STAT362 Probability and Inference 2
| Second Semester |
This course continues the theoretical development begun in STAT 261. The tools developed by statisticians for analysing data have become a major factor in the advancement of scientific knowledge. Why are these tools so useful? The reason is that they are based on an agreed system of mathematical and statistical reasoning. In order to be confident that the methods used by a statistician are reliable we need an understanding of this theory.
Paper details
In STAT362 we will use some of the skills that you developed in STAT 261 and begin to apply them to important statistical problems. In particular we will start to look at the theoretical basis for the linear models developed in STAT 241, STAT 341 and time series models developed in STAT 352. We will also consider in more detail the theory behind hypothesis testing and estimation, including Bayesian methods.
Much of statistical analysis involves postulating a model for observed data, fitting the model to data and selecting between models, and finally making inference based on the chosen model. The first part of the course will look at matrix methods for the general linear model, an important class of models that is used in regression analysis and ANOVA. It will look at likelihood-based model inference, and conclude with Bayesian methods.
Potential students
All students majoring in Statistics under the Statistics Theme must take this paper. It is strongly recommended for all statistic students. STAT 261 and STAT 362 should also be considered by students with a strong mathematics background interested in a career in scientific research.
Main topics
- The general linear model
- The likelihood function
- Bayesian inference
- Maximum likelihood estimation
- Hypothesis testing using the likelihood function
- Model selection using the likelihood function
Prerequisites
STAT 261, MATH 160, MATH 170
Required text
A full set of lecture notes is provided.
Useful references
Mathematical Statistics with Applications by Wackerly, Mendenhall and Scheaffer.
An Introduction to Mathematical Statistics and its Applications by Larsen and Marx
Lecturers
Matthew Schofield, room 237
Lectures
3 lectures per week Tuesday, Thursday and Friday at 10am in room 241.
Tutorials
Wednesday 3pm-5pm every week
Internal Assessment
The internal assessment is made up of two parts:
- 3/8 = 37.5% from 6 exercises. Assignments are to be word processed using LaTeX.
- 5/8 = 62.5% from a mid-term test
Exam format
A three-hour exam with 6 questions worth an equal number of marks. All topics are examined.
Final mark
Your final mark F in the paper will be calculated according to this formula:
F = max(E, 0.6E + 0.15A + 0.25T)
where:
- E is the Exam mark
- A is the Assignments mark
- T is the Tests mark
and all quantities are expressed as percentages.
Students must abide by the University’s Academic Integrity Policy
Academic endeavours at the University of Otago are built upon an essential commitment to academic integrity.
The two most common forms of academic misconduct are plagiarism and unauthorised collaboration.
Academic misconduct: Plagiarism
Plagiarism is defined as:
- Copying or paraphrasing another person’s work and presenting it as your own.

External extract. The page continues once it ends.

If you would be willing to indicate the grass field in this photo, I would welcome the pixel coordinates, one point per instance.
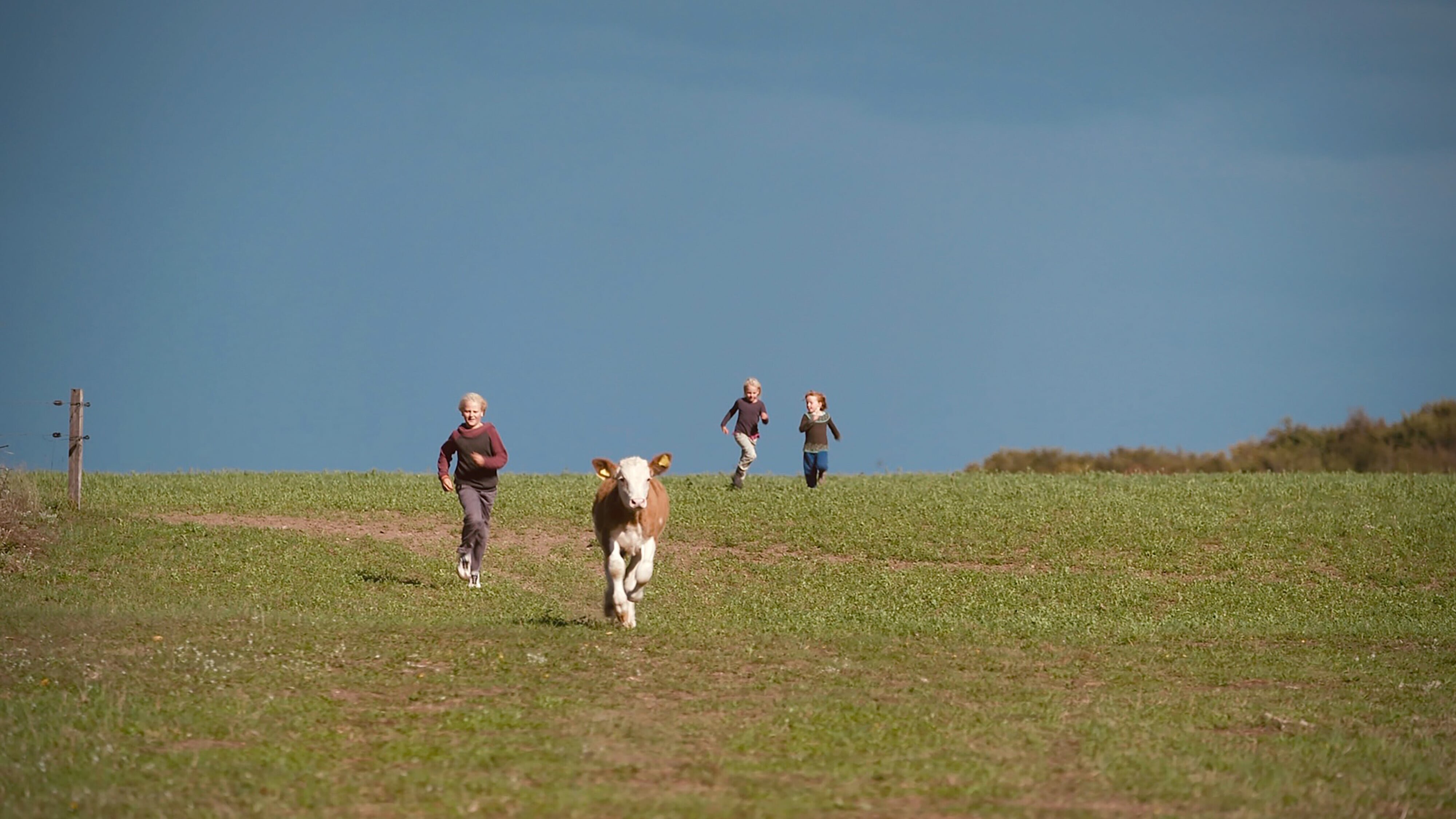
(889, 646)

- Being party to someone else’s plagiarism by letting them copy your work or helping them to copy the work of someone else without acknowledgement.
- Using your own work in another situation, such as for the assessment of a different paper or program, without indicating the source.
- Plagiarism can be unintentional or intentional. Even if it is unintentional, it is still considered to be plagiarism.
All students have a responsibility to be aware of acceptable academic practice in relation to the use of material prepared by others and are expected to take all steps reasonably necessary to ensure no breach of acceptable academic practice occurs. You should also be aware that plagiarism is easy to detect and the University has policies in place to deal with it.
Academic misconduct: Unauthorised Collaboration
Unauthorised Collaboration occurs when you work with, or share work with, others on an assessment which is designed as a task for individuals and in which individual answers are required. This form does not include assessment tasks where students are required or permitted to present their results as collaborative work. Nor does it preclude collaborative effort in research or study for assignments, tests or examinations; but unless it is explicitly stated otherwise, each student’s answers should be in their own words. If you are not sure if collaboration is allowed, check with your lecturer.
Thomas Bayes, 1702-1761, who followed his father into the Ministry in England. He was intensely interested in mathematics at a time when calculus was in its infancy. His theory of probability was published in Essay towards solving a problem in the doctrine of chances by the Royal Society of London in 1764 — three years after his death, being submitted by a friend who recognised its value.
Sir Ronald Aylmer Fisher
(1890-1962) ...is considered one of the founders of modern statistics because of his many important contributions. He studied the design of experiments by introducing the concept of randomisation and the analysis of variance, procedures now used throughout the world.
In 1921 he introduced the concept of likelihood. The likelihood of a parameter is proportional to the probability of the data and it gives a function which usually has a single maximum value, which he called the maximum likelihood.
In 1922 he identified three fundamental problems of statistics:
The contributions Fisher made included the development of methods suitable for small samples, the discovery of the precise distributions of many sample statistics and the invention of analysis of variance. He introduced the term maximum likelihood and studied hypothesis testing.